Gedeão, Guerra e Teixeira: o espaço-tempo na poesia

Três poemas, mantidos em sua grafia original, com o português de Portugal, são a recolha que hoje postamos para o deleite dos leitores deste bloguinho.

O primeiro, da pena de António Gedeão, possui um título similar a um dos mais abonados poemas do mineiro Carlos Drummond de Andrade: “(A) Máquina do Mundo”.

Contudo, a sua leitura permite uma associação mais imediata com a temática do filme “Mindwalk: The Turning Point” (“O Ponto de Mutação”), de 1991, dirigido por Bernt Amadeus Capra, no qual um poeta, um político e uma cientista discutem as possibilidades de se encarar o mundo a partir de uma visão holística.

Há determinada passagem na referida película em que a cientista – interpretada pela conhecida atriz Liv Ullmann –, se concentra em explicar aos outros dois interlocutores as proporções do que seria a estrutura de um átomo: o núcleo, de dimensão insignificante, como se constituísse o local em que se encontravam – a abadia de São Michel, na Normandia (França) –, e os elétrons a girar à sua volta a muitos quilômetros de distância.

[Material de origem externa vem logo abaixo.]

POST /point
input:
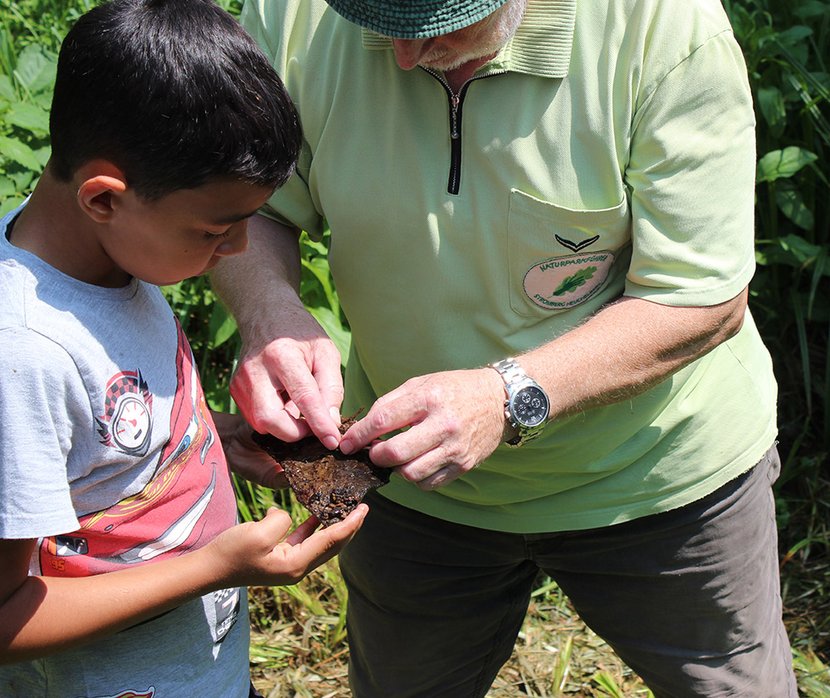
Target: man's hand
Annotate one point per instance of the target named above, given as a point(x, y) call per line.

Em síntese: há um vazio imenso na estrutura dos átomos, mas a aparência compacta da matéria resulta de miríades de conexões entre eles.

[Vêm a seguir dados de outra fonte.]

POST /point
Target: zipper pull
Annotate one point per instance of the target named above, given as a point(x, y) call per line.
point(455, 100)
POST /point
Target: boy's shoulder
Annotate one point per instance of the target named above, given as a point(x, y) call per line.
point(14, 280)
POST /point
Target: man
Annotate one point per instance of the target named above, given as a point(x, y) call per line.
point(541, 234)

Em seguida, no poema de Eduardo Guerra, persiste a temática do espaço vazio, a dialogar com a ideia da distância lógica do zero ao infinito e o poder de nossas mentes para açambarcar todas as esferas dimensionais do passado, presente e futuro.

Por último, Paulo Teixeira – o único dos três poetas desta recolha ainda vivo –, retrata o conflituoso devir humano, num proponente de espírito acima dos dramas quotidianos, onde pairam as fortunas do trabalho sob o sol, do sofrimento e da morte, matizados por circunstanciais ondas de prazer. Nesse intercurso, paira a verdade, confrangida por linhas de argumentação temerárias, para que não venha a confessar aquilo que são os propósitos primeiros daqueles  que, pretensamente, a veiculam.

J.A.R. – H.C. 
António Gedeão
(1906-1997)

Máquina do Mundo

O Universo é feito essencialmente de coisa nenhuma.
Intervalos, distâncias, buracos, porosidade etérea.
Espaço vazio, em suma.
O resto, é a matéria.

Daí, que este arrepio,
este chamá-lo e tê-lo, erguê-lo e defrontá-lo,
esta fresta de nada aberta no vazio,
deve ser um intervalo.

(Extraído da obra “Máquina de fogo”).

Eduardo Guerra Carneiro
(1942-2004)

Zero

Igual a zero a distância ao infinito
Impossível de tocar com nossos braços

Valores estranhos aos corpos
ignorados noite e dia

Zero a distância
zero o próprio espaço

Para quê voltar aos caminhos sem regresso
quando nossas mãos agarram toda a vida?

(Extraído da obra “O perfil da estátua”)


Paulo Teixeira
(n.: 1962)

O Espírito e o Tempo

Pudesse elevar-se o espírito acima do tempo,
ser o mundo só um espectáculo comovente,
qualquer coisa de especioso abaixo das nuvens,
e onde a luz ao incidir fosse pura estesia.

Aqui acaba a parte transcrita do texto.